Deprimido com o Novo Normal, o anfitrião sai da roda discretamente e vai tomar uma água na cozinha. Ali encontra uma galera aglomerada, morrendo de rir de uma história contada por um gordinho, baixinho, careca, uma versão gente fina de um George Costanza, com uma cerveja numa mão e um cigarro na outra. O anfitrião cutuca uma amiga por ali:
— Quem é o figura?!
— Não tá reconhecendo? É o Velho Normal!
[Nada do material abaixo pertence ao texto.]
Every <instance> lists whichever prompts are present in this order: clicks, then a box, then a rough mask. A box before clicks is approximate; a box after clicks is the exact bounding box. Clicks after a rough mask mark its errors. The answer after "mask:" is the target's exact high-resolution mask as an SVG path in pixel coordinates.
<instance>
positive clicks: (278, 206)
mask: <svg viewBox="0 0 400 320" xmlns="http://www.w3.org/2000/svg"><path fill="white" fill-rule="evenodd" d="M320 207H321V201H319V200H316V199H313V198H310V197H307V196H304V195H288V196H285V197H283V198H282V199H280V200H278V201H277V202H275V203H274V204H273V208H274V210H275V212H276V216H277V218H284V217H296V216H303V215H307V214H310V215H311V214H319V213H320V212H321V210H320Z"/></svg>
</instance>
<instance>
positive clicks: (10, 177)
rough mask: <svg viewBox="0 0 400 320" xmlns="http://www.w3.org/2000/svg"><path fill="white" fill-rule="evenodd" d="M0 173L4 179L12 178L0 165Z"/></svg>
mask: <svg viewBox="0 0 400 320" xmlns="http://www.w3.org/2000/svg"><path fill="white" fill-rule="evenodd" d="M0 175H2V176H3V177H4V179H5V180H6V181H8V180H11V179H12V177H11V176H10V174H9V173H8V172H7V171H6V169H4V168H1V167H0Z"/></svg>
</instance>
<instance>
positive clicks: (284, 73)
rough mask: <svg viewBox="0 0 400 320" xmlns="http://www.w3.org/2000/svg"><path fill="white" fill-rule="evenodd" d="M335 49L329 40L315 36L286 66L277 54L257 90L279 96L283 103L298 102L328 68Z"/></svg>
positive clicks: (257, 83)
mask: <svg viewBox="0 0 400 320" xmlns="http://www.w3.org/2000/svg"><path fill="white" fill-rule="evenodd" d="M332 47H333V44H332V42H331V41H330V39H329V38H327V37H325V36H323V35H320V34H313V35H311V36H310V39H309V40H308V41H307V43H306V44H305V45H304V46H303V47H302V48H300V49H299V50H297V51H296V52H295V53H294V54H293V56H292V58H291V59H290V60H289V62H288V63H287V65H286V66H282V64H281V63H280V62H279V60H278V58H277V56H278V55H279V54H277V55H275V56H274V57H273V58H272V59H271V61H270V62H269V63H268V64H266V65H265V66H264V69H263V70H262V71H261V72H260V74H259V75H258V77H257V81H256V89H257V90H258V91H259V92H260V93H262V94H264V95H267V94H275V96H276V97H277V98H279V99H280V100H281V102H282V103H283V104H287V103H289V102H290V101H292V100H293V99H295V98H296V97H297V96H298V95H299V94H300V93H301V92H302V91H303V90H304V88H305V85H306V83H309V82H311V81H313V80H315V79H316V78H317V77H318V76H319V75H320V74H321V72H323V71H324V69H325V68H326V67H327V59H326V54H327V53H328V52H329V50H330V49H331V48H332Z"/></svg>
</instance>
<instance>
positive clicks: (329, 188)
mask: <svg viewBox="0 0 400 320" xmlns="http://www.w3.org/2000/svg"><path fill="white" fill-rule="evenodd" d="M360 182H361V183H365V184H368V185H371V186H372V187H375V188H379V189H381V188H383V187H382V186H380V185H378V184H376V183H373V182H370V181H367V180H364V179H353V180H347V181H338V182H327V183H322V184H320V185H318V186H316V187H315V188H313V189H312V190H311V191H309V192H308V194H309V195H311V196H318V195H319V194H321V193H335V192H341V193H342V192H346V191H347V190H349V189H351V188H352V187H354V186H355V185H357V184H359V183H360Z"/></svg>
Saindo daqui a gente vai pra um caraoquê na Liberdade e vamos terminar a noite comendo uma bisteca no Sujinho. Topa?
Quatro e meia da manhã, abraçados, todos sobem a Consolação pulando e cantando: “Ooooo! Velho Normal voltô ô ô! Velho Normal voltô ô ô! Velho Normal voltôôôô oooo!”.